The time is right to build a production environment ready for next-generation 4K and 8K video. Specifications have matured significantly since 1995, when NHK first broke ground in UHDTV systems research. SMPTE (Society of Motion Picture & Television Engineers) later established UHDTV video format specifications in 2007, followed the next year by 22.2 channel audio format specifications. Finally, UHDTV parameters were recommended in an international specification by ITU-R (International Telecommunication Union Radiocommunication Sector) in 2012. In Japan, a series of meetings held after the publication of an official 4K/8K roadmap have paved the way for next-generation broadcasting. The second interim report in July 2015 called for pilot 4K/8K satellite broadcasts (using right-hand circular polarization) to begin in 2016, followed by actual broadcasts in 2018 (using left-hand circular polarization), aiming for widespread adoption in anticipation of the Tokyo Olympics in 2020. Technical specifications for next-generation 4K/8K broadcasting services have been investigated, verified, and evaluated by a group formed in 2013 called the Next Generation Television & Broadcasting Promotion Forum (NexTV-F), which led efforts to test 4K broadcasts from 2014. NexTV-F merged with the Association for Promotion of Digital Broadcasting (Dpa) in April 2016 to form the Association for Promotion of Advanced Broadcasting Services (A-PAB). As for 8K, NHK has organized pilot satellite broadcasts (on channel 17, using right-hand circular polarization) from August 1, 2016. Preparations are underway for adoption in 2018.

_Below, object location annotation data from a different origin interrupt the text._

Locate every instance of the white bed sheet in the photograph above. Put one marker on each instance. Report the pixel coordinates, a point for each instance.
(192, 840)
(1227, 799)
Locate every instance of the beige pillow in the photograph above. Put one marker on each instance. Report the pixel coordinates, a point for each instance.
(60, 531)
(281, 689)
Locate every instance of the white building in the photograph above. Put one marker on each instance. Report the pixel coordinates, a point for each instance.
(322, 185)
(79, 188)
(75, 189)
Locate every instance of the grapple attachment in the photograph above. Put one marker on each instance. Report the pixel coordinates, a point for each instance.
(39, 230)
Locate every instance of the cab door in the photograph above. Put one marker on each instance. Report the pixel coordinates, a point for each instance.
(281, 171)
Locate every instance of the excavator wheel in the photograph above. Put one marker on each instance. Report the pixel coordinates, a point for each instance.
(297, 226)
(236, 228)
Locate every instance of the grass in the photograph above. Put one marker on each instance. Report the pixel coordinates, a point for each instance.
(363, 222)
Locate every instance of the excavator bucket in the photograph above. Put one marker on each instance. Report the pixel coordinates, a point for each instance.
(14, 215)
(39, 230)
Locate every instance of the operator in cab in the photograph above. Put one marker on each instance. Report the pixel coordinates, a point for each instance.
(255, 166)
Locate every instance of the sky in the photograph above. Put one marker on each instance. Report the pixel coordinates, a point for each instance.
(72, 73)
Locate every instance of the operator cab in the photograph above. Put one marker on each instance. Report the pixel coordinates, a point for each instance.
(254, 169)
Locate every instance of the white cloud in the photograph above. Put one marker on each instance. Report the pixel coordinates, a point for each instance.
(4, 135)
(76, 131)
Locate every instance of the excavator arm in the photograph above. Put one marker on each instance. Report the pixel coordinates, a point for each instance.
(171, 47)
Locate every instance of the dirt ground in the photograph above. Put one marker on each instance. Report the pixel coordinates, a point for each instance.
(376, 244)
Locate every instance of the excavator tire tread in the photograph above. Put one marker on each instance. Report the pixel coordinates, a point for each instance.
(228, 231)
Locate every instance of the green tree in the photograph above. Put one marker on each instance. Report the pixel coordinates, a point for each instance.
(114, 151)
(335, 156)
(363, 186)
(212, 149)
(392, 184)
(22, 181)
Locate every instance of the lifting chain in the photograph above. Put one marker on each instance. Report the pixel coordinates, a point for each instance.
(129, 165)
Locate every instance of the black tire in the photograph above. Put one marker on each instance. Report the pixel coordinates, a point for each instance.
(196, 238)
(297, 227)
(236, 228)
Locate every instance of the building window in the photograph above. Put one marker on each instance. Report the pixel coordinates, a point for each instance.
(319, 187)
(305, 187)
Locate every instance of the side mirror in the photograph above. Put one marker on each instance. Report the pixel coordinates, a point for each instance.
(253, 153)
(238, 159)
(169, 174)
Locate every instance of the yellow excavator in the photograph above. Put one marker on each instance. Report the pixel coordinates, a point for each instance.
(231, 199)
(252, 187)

In the U.S., YouTube helped pioneer high-resolution content online in 2010 by supporting 16:9 video with a horizontal resolution of 4096 pixels. Support for UHD was introduced in December 2013, followed by support for 8K in June 2015. Since companies in various industries formed the UHD Alliance in January 2015, this group has promoted content production at and above 4K resolution. 4K content became available for streaming from Amazon Prime Video and Netflix as of September 2015. Although the broadcast industry had long taken a wait-and-see approach, it finally responded as the environment for 4K streaming became more fully established around 2014. Satellite TV company DISH Network introduced 4K service in summer 2015, followed by live 4K programming from DirecTV in 2016. Meanwhile, the four leading networks of ABC, CBS, NBC, and Fox are moving ahead in 4K broadcasts of live sports events.
In South Korea, pilot 4K terrestrial broadcasting began in 2012, followed by trials over a period of a few months in 2012–2014. 4K cable TV broadcasting was initially tested in 2013, with satellite broadcasts by SkyUHD the following year.